Overall last night’s episode was still a good effort from a good show, but it’s the first time while watching Aquarius that I feel like my time my have been wasted. Much of the plot reads like filler. Many characters like Emma and Shafe were one-dimensional at best. Bunchy suffers from this in the extreme tonight; making a complicated political movement read a bit like a bad punch line. And each of tonight’s story arcs, while certainly fertile ground for creating dramatic tension, felt relatively pointless. Hopefully we’re looking at a case of an episode being used to set up future plot points, but I can’t help feeling there could have been a better-structured, more character-motivated way to do this. A way that wouldn’t make me feel like I just spent an hour (yes, I’m including commercials) watching heartbreak after heartbreak get pilled on David Duchovny resulting in a rather fruitless fist fight.

Looking for a bright spot? I’ve got two. First, I definitely laughed out loud when the music shifted to menacing at the Susan Atkins name drop. I have to wonder if viewers less familiar with the Manson family felt like they were missing something monumental there. If not, it may have read like some kind of melodrama event horizon.

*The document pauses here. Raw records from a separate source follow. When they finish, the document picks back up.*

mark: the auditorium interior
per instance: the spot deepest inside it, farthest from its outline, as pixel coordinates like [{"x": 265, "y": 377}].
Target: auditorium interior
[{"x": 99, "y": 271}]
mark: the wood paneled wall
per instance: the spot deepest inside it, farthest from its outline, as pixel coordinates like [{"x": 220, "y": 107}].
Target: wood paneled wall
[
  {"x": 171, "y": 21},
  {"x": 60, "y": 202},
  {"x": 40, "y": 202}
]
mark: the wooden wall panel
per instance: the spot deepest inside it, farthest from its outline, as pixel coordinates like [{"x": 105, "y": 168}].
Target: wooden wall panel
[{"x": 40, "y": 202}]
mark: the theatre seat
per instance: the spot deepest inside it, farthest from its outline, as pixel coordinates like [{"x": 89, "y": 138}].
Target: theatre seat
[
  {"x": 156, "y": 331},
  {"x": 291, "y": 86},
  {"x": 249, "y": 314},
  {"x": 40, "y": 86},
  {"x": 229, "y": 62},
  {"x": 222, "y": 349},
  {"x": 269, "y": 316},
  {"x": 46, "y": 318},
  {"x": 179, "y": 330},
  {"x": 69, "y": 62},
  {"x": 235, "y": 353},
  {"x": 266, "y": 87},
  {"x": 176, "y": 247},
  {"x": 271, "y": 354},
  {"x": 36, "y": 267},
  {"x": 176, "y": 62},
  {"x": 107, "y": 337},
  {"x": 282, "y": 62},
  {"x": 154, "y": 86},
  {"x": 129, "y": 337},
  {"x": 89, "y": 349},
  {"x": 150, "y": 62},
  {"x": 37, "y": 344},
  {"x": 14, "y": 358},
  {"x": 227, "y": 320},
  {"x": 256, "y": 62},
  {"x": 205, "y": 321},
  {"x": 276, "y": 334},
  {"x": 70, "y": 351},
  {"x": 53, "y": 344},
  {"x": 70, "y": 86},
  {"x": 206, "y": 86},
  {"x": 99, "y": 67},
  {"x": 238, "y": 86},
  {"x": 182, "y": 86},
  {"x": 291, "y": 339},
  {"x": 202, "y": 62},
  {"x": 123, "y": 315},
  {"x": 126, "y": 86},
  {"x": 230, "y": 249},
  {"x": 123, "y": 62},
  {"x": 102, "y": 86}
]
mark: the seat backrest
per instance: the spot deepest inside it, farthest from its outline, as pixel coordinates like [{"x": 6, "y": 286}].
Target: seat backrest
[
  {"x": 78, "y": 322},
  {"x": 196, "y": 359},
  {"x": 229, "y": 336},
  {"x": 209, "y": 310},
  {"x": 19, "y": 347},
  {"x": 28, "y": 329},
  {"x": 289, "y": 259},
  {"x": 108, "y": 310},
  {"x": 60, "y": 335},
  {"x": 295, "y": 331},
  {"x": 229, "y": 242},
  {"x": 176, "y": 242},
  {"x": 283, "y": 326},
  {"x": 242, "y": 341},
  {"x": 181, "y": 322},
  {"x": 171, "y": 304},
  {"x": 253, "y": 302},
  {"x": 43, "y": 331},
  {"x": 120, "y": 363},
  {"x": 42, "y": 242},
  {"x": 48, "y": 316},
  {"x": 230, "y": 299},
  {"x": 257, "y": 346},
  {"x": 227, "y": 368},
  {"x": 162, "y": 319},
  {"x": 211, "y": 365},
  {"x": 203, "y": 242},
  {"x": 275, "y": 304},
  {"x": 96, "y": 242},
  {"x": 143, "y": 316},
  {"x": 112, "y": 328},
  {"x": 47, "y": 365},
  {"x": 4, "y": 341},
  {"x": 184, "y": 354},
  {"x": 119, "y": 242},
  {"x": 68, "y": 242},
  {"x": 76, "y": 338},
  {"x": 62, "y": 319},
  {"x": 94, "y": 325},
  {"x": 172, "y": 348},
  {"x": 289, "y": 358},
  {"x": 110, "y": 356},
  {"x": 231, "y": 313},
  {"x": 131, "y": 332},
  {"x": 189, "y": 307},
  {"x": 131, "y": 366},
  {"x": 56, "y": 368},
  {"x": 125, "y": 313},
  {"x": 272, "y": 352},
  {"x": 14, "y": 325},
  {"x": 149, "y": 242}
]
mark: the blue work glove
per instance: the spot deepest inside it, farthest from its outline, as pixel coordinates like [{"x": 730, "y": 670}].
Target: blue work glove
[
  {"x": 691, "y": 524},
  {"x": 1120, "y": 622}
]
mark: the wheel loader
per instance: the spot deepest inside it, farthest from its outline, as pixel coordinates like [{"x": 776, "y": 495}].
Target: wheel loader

And finally, Walt’s return to explain the situation in Cambodia and Hodiak’s inability to understand the difference between doing the “right” thing and the right thing was truly heartbreaking. It was a perfect example of the difference between these two generations struggling to understand each other. From now on if a character deserts the military on moral grounds, I’m calling it going AWALT. Sure I might get funny looks from readers on the street, but we’ll all know what I’m talking about. Right?